Roger Sippl studied creative writing at UC Irvine, UC Berkeley,  and Stanford Continuing Studies. He has enjoyed being published in a few dozen online and print literary journals and anthologies over the years, including the Ocean State Review, the Magnolia Review and the Bacopa Literary Review. While a student at Berkeley, Sippl was diagnosed with advanced Hodgkin’s Lymphoma and was treated for thirteen months with a mixture of surgery, radiation therapy and chemotherapy, seriously challenging him in many ways, but allowing him to live relapse-free to this day, forty-three years later. See what he’s been doing at http://www.rogersippl.com.

Poem

HE TAKES CHANCES

In a long slow dance exhausted
shuffling around the room, moving in
a circle, while twisting
with my arms around myself
I hug my baby that is not
there, being watched by the
stuffed animals that waited
for him to be born fourteen and a half years ago.
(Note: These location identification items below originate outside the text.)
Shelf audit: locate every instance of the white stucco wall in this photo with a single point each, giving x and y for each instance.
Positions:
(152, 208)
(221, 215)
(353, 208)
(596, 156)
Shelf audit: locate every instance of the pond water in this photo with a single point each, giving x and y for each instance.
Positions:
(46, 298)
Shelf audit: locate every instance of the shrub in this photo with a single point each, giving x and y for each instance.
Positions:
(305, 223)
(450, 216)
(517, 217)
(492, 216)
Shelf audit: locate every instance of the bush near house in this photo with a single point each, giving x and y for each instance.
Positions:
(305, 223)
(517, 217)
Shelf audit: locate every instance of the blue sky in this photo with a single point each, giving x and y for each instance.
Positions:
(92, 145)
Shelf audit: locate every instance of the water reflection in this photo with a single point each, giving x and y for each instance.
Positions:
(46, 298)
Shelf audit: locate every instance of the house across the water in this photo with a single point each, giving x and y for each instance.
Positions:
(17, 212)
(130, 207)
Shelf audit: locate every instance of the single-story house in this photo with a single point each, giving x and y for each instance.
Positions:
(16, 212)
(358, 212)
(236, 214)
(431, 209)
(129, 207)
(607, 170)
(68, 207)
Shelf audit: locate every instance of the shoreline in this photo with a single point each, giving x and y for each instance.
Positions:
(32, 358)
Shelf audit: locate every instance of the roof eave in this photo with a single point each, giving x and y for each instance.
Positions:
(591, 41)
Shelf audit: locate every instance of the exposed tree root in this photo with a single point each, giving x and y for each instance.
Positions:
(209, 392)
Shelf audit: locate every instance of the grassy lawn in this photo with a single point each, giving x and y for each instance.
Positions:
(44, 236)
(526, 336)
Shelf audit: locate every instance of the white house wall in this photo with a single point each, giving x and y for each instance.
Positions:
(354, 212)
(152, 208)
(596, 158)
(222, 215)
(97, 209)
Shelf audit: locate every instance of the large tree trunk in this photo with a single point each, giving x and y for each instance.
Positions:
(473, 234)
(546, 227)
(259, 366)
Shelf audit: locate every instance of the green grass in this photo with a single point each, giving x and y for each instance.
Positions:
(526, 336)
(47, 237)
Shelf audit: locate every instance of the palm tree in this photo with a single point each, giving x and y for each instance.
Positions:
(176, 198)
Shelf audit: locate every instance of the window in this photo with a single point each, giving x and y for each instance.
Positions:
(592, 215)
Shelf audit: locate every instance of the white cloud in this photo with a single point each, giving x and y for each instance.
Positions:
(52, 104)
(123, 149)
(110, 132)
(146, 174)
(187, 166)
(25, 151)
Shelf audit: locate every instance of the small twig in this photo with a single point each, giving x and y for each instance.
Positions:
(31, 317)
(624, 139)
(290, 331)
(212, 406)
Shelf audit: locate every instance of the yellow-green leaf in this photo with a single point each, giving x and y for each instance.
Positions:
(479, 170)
He is at his six-week-long
“wilderness camp” in our American Siberia
supposedly learning what his life with me
did not transfer to his working brain.

He takes chances.
Good or bad he takes chances.

And he must learn the difference.

He’s broken just the things
I cannot fix
and in his subconscious he’ll fight
the demons that he built
so that he can defeat them on his own.

He takes chances.
Good or bad he takes chances.

And he must learn the difference.

While on his “survival course”
his younger brother and sister will not understand
why he had to live long enough in the ice
to find himself, and then go away
to a therapeutic boarding school
for an infinite eighteen months.

We will have to get them a kitten.

He takes chances.
Good or bad he takes chances.

And he must learn the difference.

Copyright © 2022 by Roger Sippl. Used with permission of the author.

David Ruettiger

David Ruettiger is a retired social worker and costume shop owner who writes something everyday. He spends his time walking Pacifica’s trails, engaging its gorgeous mountains and lands, and especially the incredible ocean. He gardens vigorously and reads voraciously.

Poem on Belonging

PACIFICA

Knit together across six exits
next to the ocean
Pacifica is a beach town
strung along the coast.
Community tides ebb & flow
Old timers proud
of their long time here
New timers excited just to be here
I’m an in betweener
As this place still feels new
In spite of a decade of residence.
Walk any of the hill trails
Or stroll along any of the beaches
Your jaw is bound to drop in awe
Your lips will curl upward in a smile.